Le 30 janvier 2024, le conseil de Monsieur [R] a indiqué que les parties s'étaient rendues devant le notaire mais qu'aucune transaction n'avait pu aboutir.
Les parties ont été avisées le 1er février 2024 de la fixation de l'audience de plaidoiries au 12 juin 2024.
L'ordonnance de clôture a été rendue le 15 mai 2024.
Motifs de la décision
En application des dispositions de l'article 455 du code de procédure civile, il est expressément renvoyé pour plus de précisions sur les faits, prétentions et arguments des parties aux conclusions récapitulatives régulièrement déposées.
Sur l'étendue de la saisine de la cour
Il convient de rappeler qu'en application de l'article 954 du code de procédure civile, la cour ne doit statuer que sur les prétentions énoncées au dispositif.
Les demandes de 'donner acte' sont dépourvues de tout enjeu juridique et ne constituent pas des prétentions au succès desquels les parties pourraient avoir un intérêt légitime à agir au sens de l'article 4 du code de procédure civile.
Ne constituent pas, par conséquent, des prétentions au sens de l'article sus-cité du code de procédure civile les demandes des parties tendant à voir 'constater' ou 'donner acte' ou encore à 'prendre acte' de sorte que la cour n'a pas à y répondre.
Il n'y a donc pas lieu de reprendre ni d'écarter dans le dispositif du présent arrêt les demandes tendant à 'constater que' ou 'dire que' telles que figurant dans le dispositif des conclusions des parties, lesquelles portent sur des moyens ou éléments de fait relevant des motifs et non des chefs de décision devant figurer dans la partie exécutoire de l'arrêt.
L'article 9 du code de procédure civile dispose qu''il incombe à chaque partie de prouver conformément à la loi les faits nécessaires au succès de sa prétention' et que l'article 954 du même code, dans son alinéa 1er, impose notamment aux parties de formuler expressément ses prétentions et les moyens de fait et de droit sur lesquels chacune des prétentions est fondée 'avec indication pour chaque prétention des pièces invoquées et leur numérotation'.
En application de cet article, la cour n'est saisie que des prétentions figurant dans le dispositif des conclusions des parties.
Par ailleurs l'effet dévolutif de l'appel implique que la cour connaisse des faits survenus au cours de l'instance d'appel et depuis le jugement déféré et statue sur tous les éléments qui lui sont produits même s'ils ne se sont révélés à la connaissance des parties qu'en cours d'instance d'appel.
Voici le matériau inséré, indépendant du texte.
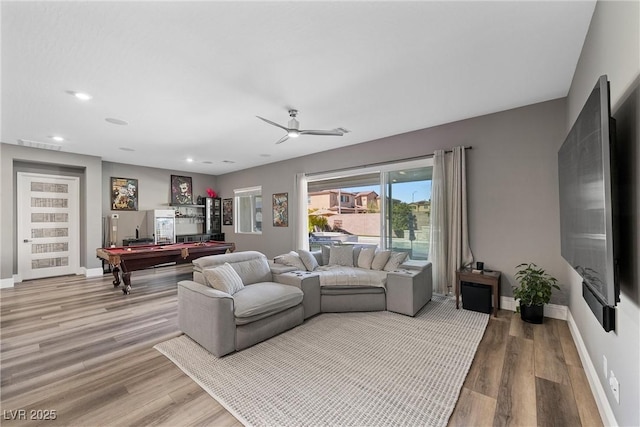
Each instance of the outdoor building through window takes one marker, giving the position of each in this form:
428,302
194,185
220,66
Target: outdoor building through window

La cour ne statuera donc pas en tout état de cause sur la demande de 'Constater le parfait remboursement à hauteur de 50.000 euros des emprunts de la communauté par Monsieur [R] postérieurement au prononcé du jugement de divorce.'
Sur la question de l'effet dévolutif de l'appel
Selon l'article 542 du code de procédure civile : 'L'appel tend, par la critique du jugement rendu par une juridiction du premier degré, à sa réformation ou à son annulation par la cour d'appel.'
L'article 911 du code de procédure civile impose à l'appelant de mentionner dans la déclaration d'appel 'les chefs du jugement expressément critiqués auquel l'appel est limité'.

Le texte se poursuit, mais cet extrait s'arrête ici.